Cutting through a lot of words, we can simplify the argument to stating that the original expression
log(1 + exp(s))
can be rewritten as
log(exp(s)*(exp(-s) + 1))
= log(exp(s)) + log(exp(-s) + 1)
= s + log(exp(-s) + 1)
This stops overflow from occurring - it doesn't prevent underflow, but by the time that occurs, you have your answer (namely, s
). You can't just use this instead of the original, since it will still give you problems. However, we now have the basis for a function that can be written that will be accurate and won't produce over/underflow:
function LL = logistic(s)
if s<0
LL = log(1 + exp(s));
else
LL = s + logistic(-s);
I think this maintains reasonably good accuracy.

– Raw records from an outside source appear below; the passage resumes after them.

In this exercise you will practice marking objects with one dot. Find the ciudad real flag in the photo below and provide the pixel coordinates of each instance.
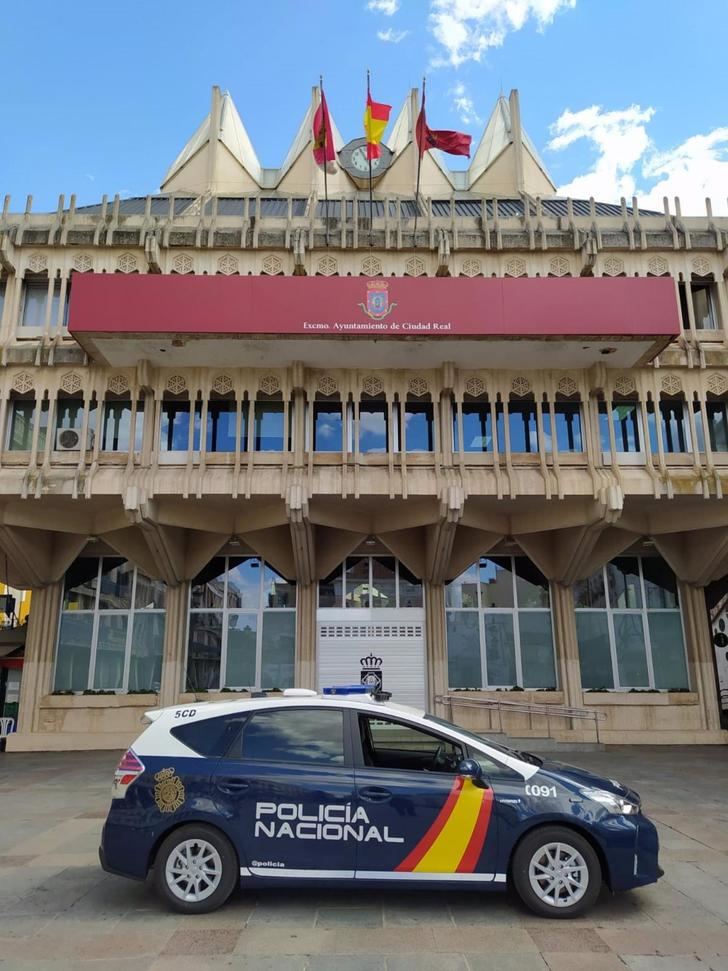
(451, 142)
(376, 116)
(324, 150)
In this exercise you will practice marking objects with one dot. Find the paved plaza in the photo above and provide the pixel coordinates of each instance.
(59, 911)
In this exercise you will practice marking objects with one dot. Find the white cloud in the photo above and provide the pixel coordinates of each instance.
(391, 36)
(621, 140)
(629, 163)
(464, 104)
(388, 7)
(467, 28)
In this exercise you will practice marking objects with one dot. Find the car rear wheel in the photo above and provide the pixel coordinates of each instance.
(196, 869)
(556, 872)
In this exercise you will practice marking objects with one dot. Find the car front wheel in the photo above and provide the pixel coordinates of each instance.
(196, 869)
(556, 872)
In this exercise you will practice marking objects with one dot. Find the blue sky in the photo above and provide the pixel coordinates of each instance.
(618, 95)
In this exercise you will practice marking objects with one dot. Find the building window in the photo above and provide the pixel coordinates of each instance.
(328, 426)
(674, 425)
(629, 626)
(477, 427)
(175, 426)
(242, 626)
(371, 582)
(625, 417)
(567, 427)
(373, 427)
(522, 426)
(704, 312)
(418, 426)
(499, 631)
(20, 424)
(116, 430)
(717, 414)
(270, 427)
(222, 423)
(111, 635)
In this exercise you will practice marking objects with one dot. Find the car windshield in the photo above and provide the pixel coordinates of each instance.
(479, 740)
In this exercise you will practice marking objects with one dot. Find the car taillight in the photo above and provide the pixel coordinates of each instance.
(127, 771)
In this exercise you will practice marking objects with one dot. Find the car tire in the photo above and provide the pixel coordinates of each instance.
(556, 872)
(196, 869)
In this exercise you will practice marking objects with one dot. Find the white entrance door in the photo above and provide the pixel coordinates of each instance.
(360, 644)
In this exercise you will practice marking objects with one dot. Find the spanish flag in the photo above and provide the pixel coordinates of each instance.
(376, 116)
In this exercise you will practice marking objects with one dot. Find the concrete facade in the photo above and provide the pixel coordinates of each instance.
(645, 479)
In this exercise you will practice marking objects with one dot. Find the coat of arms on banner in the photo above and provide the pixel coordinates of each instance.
(377, 306)
(371, 671)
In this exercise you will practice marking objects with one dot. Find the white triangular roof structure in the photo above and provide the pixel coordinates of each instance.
(506, 157)
(219, 158)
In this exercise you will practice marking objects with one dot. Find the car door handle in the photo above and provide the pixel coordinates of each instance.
(232, 785)
(375, 794)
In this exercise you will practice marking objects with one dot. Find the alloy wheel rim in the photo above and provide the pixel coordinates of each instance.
(193, 870)
(558, 874)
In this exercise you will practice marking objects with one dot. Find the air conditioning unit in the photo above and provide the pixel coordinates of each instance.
(69, 440)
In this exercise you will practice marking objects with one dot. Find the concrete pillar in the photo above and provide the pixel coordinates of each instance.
(306, 606)
(40, 649)
(175, 644)
(699, 644)
(435, 644)
(566, 645)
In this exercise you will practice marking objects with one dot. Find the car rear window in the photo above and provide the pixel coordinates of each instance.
(211, 737)
(295, 735)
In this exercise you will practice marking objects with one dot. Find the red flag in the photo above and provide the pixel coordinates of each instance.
(452, 142)
(324, 151)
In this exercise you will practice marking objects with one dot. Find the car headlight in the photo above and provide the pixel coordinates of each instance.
(615, 804)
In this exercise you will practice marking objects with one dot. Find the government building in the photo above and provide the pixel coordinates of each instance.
(470, 444)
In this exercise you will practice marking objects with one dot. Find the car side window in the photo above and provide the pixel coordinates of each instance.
(304, 736)
(211, 737)
(390, 744)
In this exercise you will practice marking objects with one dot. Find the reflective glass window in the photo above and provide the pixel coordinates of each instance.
(328, 426)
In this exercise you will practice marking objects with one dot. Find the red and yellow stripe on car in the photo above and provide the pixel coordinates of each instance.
(454, 842)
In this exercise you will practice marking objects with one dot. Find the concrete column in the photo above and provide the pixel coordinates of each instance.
(566, 645)
(306, 606)
(699, 644)
(40, 648)
(435, 644)
(175, 644)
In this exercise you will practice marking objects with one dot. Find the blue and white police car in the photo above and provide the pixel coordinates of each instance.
(347, 788)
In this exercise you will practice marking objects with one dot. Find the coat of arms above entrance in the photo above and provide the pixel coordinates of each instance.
(377, 306)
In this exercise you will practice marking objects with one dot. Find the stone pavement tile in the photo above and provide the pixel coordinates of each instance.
(643, 962)
(341, 962)
(579, 940)
(13, 861)
(660, 940)
(332, 917)
(302, 914)
(427, 962)
(274, 940)
(483, 939)
(218, 940)
(406, 915)
(506, 962)
(579, 962)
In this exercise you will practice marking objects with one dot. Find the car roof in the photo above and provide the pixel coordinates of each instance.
(157, 739)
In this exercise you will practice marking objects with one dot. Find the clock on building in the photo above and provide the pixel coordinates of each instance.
(354, 161)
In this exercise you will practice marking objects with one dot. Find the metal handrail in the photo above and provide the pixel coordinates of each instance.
(522, 707)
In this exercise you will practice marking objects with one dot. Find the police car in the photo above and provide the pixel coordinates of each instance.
(346, 788)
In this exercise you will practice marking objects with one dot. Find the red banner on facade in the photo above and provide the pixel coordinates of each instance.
(624, 307)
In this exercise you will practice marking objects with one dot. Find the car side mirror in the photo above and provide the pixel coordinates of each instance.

EDIT now to the meat of your question - making this vectorized, and allowing the calculation of the slope as well. Let's take these one at a time:
function LL = logisticVec(s)
LL = zeros(size(s));
LL(s<0) = log(1 + exp(s(s<0)));
LL(s>=0) = s(s>=0) + log(1 + exp(-s(s>=0)));
To obtain the average you wanted:
L = logisticVec(X*beta) / N;
The slope is a little bit trickier; note I believe you may have a typo in your expression (missing a multiplication sign).
dL/dbeta = sum(X * exp(X*beta) ./ (1 + exp(X*beta))) / N;
If we divide top and bottom by exp(X*beta)
we get
dL = sum(X ./ (exp(-X*beta) + 1)) / N;
Once again, the overflow has gone away and we are left with underflow - but since the underflowed value has 1
added to it, the error this creates is insignificant.